The Pentagon sees artificial intelligence as a way to outwit, outsmart and dominate future opponents. But the fragile nature of AI means that without care, the technology could perhaps offer enemies a new way to attack.
the Joint Center for Artificial Intelligence, created by the Pentagon to help the US military use AI, recently formed a unit to collect, control and distribute open source and industrial machine learning models to groups in the Department of Defense. Part of that effort points to a key challenge with the use of AI for military purposes. A machine learning “red team”, known as the test and assessment group, will examine the weaknesses of pre-trained models. Another cybersecurity team is examining AI code and data for hidden vulnerabilities.
Machine learning, the technique behind modern AI, represents a fundamentally different, often more powerful, way of writing computer code. Instead of writing rules for a machine to follow, machine learning generates its own rules by learning from data. The problem is that this learning process, along with artifacts or errors in the training data, can lead to strange or unpredictable behavior of AI models.
“For some applications, machine learning software is just a billion times better than traditional software,” says Gregory Allen, director of strategy and policy at JAIC. But, he adds, machine learning “also breaks down in different ways than traditional software.”
A machine learning algorithm trained to recognize certain vehicles in satellite images, for example, could also learn to associate the vehicle with a certain color of the surrounding landscape. An opponent could potentially trick the AI by altering the landscape around their vehicles. With access to training data, the opponent might also be able to plant images, such as a particular symbol, which would disrupt the algorithm.
Allen says the Pentagon is following strict rules regarding reliability and safety of the software it uses. He says the approach can be extended to AI and machine learning, and notes that the JAIC is working to update DoD’s standards for software to include issues related to machine learning.
AI is transforming the way some businesses operate because it can be an efficient and powerful way to automate tasks and processes.

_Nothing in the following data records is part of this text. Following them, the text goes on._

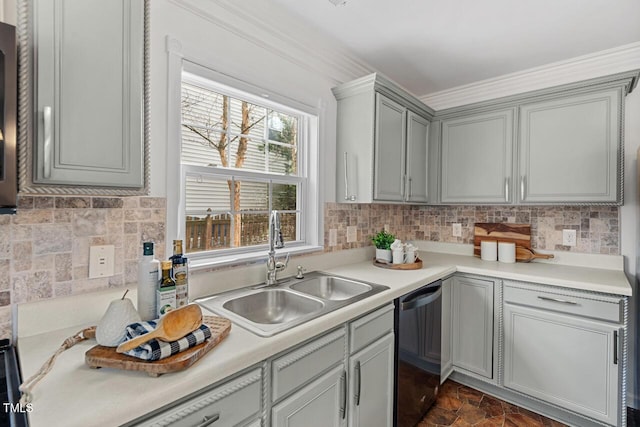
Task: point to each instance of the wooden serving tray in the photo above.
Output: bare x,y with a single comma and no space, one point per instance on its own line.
106,357
520,234
412,266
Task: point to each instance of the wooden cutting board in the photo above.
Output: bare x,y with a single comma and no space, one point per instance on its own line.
107,357
520,234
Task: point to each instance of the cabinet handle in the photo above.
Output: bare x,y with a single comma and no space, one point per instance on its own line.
346,179
561,301
207,420
506,189
46,116
343,391
358,383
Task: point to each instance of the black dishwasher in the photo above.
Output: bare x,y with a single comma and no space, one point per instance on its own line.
418,344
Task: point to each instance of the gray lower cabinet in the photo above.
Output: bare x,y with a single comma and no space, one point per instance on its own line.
446,345
569,148
338,379
238,402
477,158
319,404
564,348
473,325
89,92
371,373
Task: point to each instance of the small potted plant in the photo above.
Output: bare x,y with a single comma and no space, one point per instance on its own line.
382,241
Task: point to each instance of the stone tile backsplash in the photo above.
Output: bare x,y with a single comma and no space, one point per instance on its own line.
597,226
44,248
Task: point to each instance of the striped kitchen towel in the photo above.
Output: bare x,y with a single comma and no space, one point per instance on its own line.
156,349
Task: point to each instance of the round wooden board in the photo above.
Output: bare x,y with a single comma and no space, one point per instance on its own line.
107,357
413,266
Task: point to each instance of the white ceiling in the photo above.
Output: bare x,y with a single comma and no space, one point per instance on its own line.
432,45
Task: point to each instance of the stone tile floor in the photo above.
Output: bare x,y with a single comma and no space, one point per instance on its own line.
462,406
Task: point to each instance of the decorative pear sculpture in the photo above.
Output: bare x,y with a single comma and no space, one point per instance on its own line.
112,328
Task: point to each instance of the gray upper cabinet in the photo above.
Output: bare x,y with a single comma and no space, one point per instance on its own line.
417,159
569,149
382,143
477,158
390,137
561,145
89,92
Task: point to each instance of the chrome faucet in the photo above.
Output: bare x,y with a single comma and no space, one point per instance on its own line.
275,242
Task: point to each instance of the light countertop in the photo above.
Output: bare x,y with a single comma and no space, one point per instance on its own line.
72,394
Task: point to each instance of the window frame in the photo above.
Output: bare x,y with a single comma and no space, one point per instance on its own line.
310,222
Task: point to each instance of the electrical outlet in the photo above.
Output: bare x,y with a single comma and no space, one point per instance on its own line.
333,237
569,237
352,233
101,261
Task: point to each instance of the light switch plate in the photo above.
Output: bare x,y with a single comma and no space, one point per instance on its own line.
333,237
569,237
352,233
101,261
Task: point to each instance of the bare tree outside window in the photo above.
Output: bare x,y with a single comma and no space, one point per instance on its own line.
243,135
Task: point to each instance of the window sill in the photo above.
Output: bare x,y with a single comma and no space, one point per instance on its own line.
214,262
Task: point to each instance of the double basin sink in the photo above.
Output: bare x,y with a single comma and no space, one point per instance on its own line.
268,310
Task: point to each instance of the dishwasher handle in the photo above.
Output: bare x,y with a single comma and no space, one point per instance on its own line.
422,296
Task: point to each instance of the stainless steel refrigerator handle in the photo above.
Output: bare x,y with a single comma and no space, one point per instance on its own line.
561,301
208,420
346,179
358,383
422,299
615,347
506,189
46,118
343,391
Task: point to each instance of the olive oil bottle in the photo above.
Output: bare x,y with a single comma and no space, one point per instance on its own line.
180,265
166,290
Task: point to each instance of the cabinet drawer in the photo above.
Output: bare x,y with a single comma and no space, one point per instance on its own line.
601,307
370,327
231,403
302,365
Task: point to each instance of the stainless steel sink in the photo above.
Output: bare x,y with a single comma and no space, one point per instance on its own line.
268,310
331,287
271,306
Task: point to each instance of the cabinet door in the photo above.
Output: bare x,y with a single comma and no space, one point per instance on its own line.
228,405
371,373
569,149
446,355
89,93
565,360
473,325
389,155
416,189
477,158
319,404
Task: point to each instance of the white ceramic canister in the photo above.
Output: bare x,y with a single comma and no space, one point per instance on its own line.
489,250
506,252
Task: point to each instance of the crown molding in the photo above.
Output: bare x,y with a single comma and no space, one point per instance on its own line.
598,64
262,26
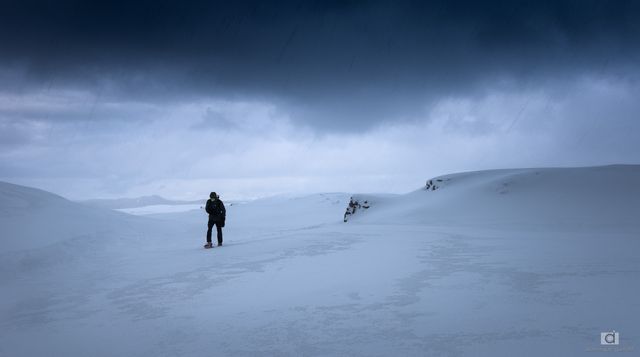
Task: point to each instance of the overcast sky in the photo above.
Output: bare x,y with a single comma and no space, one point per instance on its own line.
251,99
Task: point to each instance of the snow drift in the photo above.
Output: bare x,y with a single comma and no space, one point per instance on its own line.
530,262
569,197
31,218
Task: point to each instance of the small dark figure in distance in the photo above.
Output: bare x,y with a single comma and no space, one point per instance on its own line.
217,216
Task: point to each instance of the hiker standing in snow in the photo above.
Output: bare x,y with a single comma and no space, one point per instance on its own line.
217,215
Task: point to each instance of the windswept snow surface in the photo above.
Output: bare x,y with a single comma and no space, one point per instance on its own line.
530,262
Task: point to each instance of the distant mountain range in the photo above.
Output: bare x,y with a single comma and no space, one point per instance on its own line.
121,203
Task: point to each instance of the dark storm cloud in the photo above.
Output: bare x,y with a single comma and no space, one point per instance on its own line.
325,61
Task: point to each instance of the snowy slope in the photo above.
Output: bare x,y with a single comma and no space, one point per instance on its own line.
32,218
125,203
569,197
471,269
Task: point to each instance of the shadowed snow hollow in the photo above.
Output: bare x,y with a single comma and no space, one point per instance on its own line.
31,218
581,197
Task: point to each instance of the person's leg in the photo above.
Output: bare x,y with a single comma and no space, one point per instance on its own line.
209,227
219,228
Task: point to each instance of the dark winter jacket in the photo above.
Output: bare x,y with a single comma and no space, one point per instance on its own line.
215,209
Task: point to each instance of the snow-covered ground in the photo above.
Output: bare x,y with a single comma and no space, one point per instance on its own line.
529,262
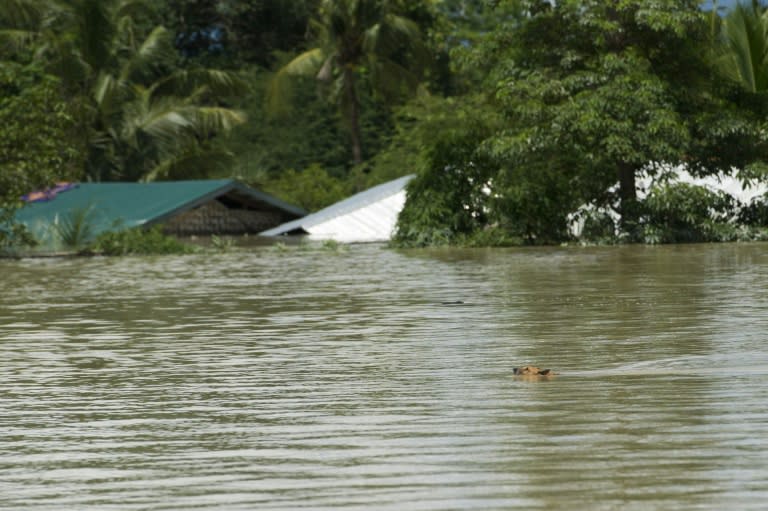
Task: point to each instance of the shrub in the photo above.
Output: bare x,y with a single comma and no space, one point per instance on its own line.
684,213
138,241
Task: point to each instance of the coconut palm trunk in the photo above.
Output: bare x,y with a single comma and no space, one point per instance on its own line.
353,115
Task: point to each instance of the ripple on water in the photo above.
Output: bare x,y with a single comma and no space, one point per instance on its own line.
327,381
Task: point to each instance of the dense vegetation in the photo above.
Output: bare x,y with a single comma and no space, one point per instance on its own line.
520,117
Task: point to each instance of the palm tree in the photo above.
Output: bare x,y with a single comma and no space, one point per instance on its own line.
745,36
143,118
355,37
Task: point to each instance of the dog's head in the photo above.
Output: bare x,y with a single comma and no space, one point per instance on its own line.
532,371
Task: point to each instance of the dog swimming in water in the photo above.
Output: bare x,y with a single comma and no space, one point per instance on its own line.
532,371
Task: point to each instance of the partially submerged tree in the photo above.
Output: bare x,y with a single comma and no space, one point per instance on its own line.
354,38
38,141
593,94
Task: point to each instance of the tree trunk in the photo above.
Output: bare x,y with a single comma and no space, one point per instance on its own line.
630,213
353,115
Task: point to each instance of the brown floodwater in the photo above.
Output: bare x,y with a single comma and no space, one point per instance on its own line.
319,379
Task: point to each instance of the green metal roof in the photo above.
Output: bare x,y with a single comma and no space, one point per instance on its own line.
124,205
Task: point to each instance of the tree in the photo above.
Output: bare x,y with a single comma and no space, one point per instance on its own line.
357,37
38,141
744,57
594,93
142,117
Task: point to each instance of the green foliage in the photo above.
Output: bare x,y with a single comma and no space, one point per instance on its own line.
312,189
590,95
266,145
744,54
355,39
138,241
684,213
38,144
446,200
74,230
138,116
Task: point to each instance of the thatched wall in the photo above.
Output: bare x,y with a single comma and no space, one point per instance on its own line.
215,218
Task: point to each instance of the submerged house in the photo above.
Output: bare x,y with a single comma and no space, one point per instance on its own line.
184,208
368,216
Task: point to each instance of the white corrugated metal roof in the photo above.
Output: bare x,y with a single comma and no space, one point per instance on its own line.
367,216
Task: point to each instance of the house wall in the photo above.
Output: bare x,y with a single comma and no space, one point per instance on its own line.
215,218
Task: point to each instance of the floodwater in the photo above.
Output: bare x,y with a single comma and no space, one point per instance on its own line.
267,379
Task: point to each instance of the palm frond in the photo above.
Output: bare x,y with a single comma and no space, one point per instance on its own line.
280,91
154,49
745,60
207,121
187,82
194,161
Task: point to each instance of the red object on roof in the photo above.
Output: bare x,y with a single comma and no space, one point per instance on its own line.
48,193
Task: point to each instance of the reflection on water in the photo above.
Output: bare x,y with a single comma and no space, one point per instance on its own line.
279,380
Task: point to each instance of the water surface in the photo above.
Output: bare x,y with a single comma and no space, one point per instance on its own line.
284,379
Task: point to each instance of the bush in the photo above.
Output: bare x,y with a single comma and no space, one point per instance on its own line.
685,213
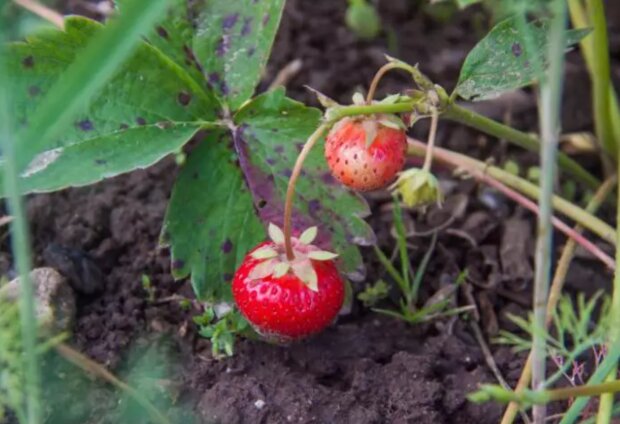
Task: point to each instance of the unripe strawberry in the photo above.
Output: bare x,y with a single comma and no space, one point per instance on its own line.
365,154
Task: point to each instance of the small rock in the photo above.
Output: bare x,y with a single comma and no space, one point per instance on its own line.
55,300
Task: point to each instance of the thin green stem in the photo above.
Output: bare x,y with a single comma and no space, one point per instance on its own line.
389,267
290,190
580,19
470,118
401,241
21,250
601,75
430,145
377,78
417,280
579,215
607,401
550,98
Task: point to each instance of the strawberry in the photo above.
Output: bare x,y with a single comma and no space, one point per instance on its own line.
288,300
366,154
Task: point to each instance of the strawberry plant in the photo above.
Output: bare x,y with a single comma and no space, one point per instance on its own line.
265,209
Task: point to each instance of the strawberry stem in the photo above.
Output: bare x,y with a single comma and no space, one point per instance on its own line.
290,191
428,159
377,78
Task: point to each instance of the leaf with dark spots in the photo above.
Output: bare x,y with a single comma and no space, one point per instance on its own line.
231,38
315,203
113,154
247,27
229,21
33,91
127,113
85,125
230,226
161,31
28,62
227,246
241,49
501,61
184,98
177,264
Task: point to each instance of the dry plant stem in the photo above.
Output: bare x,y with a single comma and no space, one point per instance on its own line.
490,360
377,78
606,402
43,11
550,123
88,365
555,292
561,226
286,74
428,159
290,191
482,172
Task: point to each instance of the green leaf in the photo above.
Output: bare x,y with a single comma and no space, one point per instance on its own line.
225,42
103,157
89,72
466,3
502,62
233,186
211,223
233,42
148,109
271,131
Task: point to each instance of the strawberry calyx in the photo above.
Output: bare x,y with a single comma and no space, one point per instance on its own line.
274,262
371,123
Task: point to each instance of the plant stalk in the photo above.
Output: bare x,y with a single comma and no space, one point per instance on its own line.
607,401
290,190
430,145
457,113
554,293
20,242
580,19
521,185
377,78
470,118
601,76
550,98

Instead of writing a algorithm To predict what products a customer will buy, for example, a business can have an AI algorithm look at thousands or millions of previous sales and design its own model to predict who will buy what.
The United States and other militaries see similar benefits and are rushing to use AI to improve logistics, intelligence gathering, mission planning, and weapon technology. China’s growing technological capability has sparked a sense of urgency within the Pentagon to adopt AI. Allen says DoD is moving “in a responsible manner that prioritizes safety and reliability.”
Researchers are developing ever more creative ways to hack, subvert or break AI systems in the wild. In October 2020, researchers in Israel have shown how carefully altered images can confuse the AI algorithms that allow a Tesla to interpret the road ahead. This type of “adversarial attack” involves tweaking the input of a machine learning algorithm to find small changes that cause big errors.
Dawn song, a professor at UC Berkeley who has conducted similar experiments on Tesla’s sensors and other AI systems, says attacks on machine learning algorithms are already a problem in areas such as detection of frauds. Some companies offer tools to test AI systems used in finance. “Of course, there is an attacker who wants to escape the system,” she said. “I think we’ll see more of these types of issues.”
A simple example of a machine learning attack involved Tay, Microsoft’s outrageous chatbot gone wrong, which debuted in 2016. The bot used an algorithm that learned to respond to new queries by examining previous conversations. ; The redditors quickly realized that they could exploit this to get Tay to spit hateful messages.